Sólo al final cayó en la cuenta de que su vida había sido una búsqueda constante de un imposible. Como solía decirle su madre: “Siempre me responde al teléfono una mujer distinta, pero ninguna de ellas te quiere realmente...”
Deborah Kerr en "La noche de la iguana". Houston sabía. Sí, él lo sabía.
Aquella solterona en los cuarenta y tantos, que recorría el mundo en la única compañía de su abuelo, un nonagenario al que presentaba como "el poeta vivo más viejo de América". No tenían nada, menos que nada.

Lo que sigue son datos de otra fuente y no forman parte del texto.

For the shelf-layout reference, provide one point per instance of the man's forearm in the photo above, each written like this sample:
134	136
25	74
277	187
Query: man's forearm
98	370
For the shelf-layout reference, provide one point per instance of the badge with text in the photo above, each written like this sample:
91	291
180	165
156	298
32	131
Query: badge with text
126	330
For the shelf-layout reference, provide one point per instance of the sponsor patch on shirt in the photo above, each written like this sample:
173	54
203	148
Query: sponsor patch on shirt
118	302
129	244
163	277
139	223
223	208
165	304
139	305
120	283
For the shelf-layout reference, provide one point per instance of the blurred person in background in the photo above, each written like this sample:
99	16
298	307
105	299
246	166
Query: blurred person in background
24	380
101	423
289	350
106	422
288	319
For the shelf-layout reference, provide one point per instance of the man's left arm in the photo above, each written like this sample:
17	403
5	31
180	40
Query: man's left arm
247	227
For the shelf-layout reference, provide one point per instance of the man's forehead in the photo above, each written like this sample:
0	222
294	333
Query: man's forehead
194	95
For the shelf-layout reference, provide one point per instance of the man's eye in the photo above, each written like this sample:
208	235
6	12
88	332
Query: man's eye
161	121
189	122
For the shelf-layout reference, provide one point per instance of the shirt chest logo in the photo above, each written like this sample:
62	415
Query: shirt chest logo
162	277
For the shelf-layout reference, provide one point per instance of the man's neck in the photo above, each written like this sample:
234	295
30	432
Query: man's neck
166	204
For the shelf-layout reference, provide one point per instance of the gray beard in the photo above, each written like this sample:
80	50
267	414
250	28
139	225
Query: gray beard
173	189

Ella pintaba a los huéspedes de los hoteles que visitaban y el pobre anciano declamaba infinitos y terribles endecasílabos hasta quedarse dormido, yendo quién sabe adónde, soñando que pedaleaba.
Esa rubia victoriana con sombrero, que se enamoró como una colegiala del personaje de Richard Burton, el predicador borracho y libidinoso. En realidad, se lo disputaba a Ava Gardner, la dueña del hotel. El animal más bello del mundo, nada menos...
Sí. Finalmente comprendió que esa era la compañera que ansiaba, que había buscado fervientemente, alguien suficientemente limpio de alma como para creer en la bondad de los extraños. Capaz de crear mundos tan frágiles como las palabras. Esa sola palabra. Una mujer que prepara con infinito amor la función de cada día, a sabiendas de que todo está en el gesto, y que confunde el roce de una mejilla con una noche de lujuria.
Alguien capaz de hacer magia. De sembrar vida.